LUI. Papa, s'il te plaît, ne fais pas ton « ouais ». Je t'en prie... Depuis l'enfance, dès que je l'entends... je ne sais pas quoi dire après. Maintenant non plus je ne sais pas comment commencer. Je ne peux rien expliquer clairement à Tatiana. Pas parce que je dissimule quelque chose, mais parce que si elle demande concrètement pour quelle raison je pars ou dans quel but, c'est fini ! Je ne peux rien répondre. Je ne peux rien formuler. Je ne sais pas quoi dire.
LE PERE. Qu'est-ce que tu ne sais pas ? Tu ne sais pas quoi dire, ou tu ne sais pas pourquoi tu pars ?
LUI. Papa, je t'en prie, ne m'oppresse pas. Sinon, cette fois encore, on ne va pas y arriver. Tu m'oppresses, tu ne me laisses pas réfléchir, tu me fais perdre le fil.
LE PERE. Serioja, tu viens juste de dire que tu ne sais pas quoi dire. Comment je peux te faire perdre le fil si toi-même tu n'arrives à rien...
LUI (il bondit de sa place). Pourquoi tu joues avec les mots ? ! Comme un enfant, ma parole... J'ai besoin de te parler, de te demander conseil.
LE PERE. Ne gigote pas, pourquoi tu bondis ? Assieds-toi et ne saute pas, si tu veux demander conseil... Assieds-toi, assieds-toi. Ou alors va-t-en.
LUI. Et voilà, ... papa, comme toujours, tu as peur que j'oublie qui commande ici. Mais je ne doute pas que ce soit toi qui commandes. Pourquoi est-ce que tu me le rappelles en permanence ? Tu en as besoin ? Tu ne peux pas, tu ne veux pas m'écouter ? ... Tu m'interromps, tu me remets à ma place... Je ne suis pas à l'école primaire, papa... J'ai moi-même un fils qui va à l'école primaire. (Il fait un geste de la main.) Mais ne t'inquiète pas, ... C'est toi qui commandes, ... toi ! Et il ne faut pas... il ne faut pas le rappeler sans arrêt. (Il s'assoit, se détourne.)
LE PERE. C'est tout ? ... C'est comme ça que tu demandes conseil ? ... Tu crois que je ne sais pas comment tu fais pour demander conseil ? ... Tu arrives en courant, les yeux écarquillés, tu racontes ta dernière idée, tu dis que c'est quelque chose de très important..., que tu as besoin d'un conseil et que tu n'as personne à qui le demander.
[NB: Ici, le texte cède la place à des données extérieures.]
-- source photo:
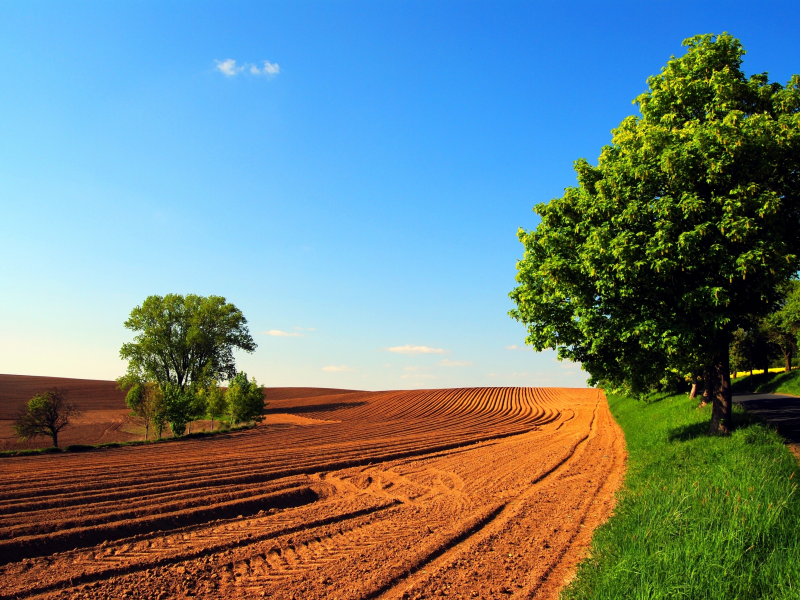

Etc. En réalité, tu as déjà tout décidé. Et tu n'as besoin de moi que pour t'écouter et approuver. Approuver ce que tu es allé inventer. Parce que si j'ai le malheur de ne pas être attentif ou de ne pas prendre très au sérieux tes fantaisies, tu bondis aussitôt, tu cours, tu claques la porte.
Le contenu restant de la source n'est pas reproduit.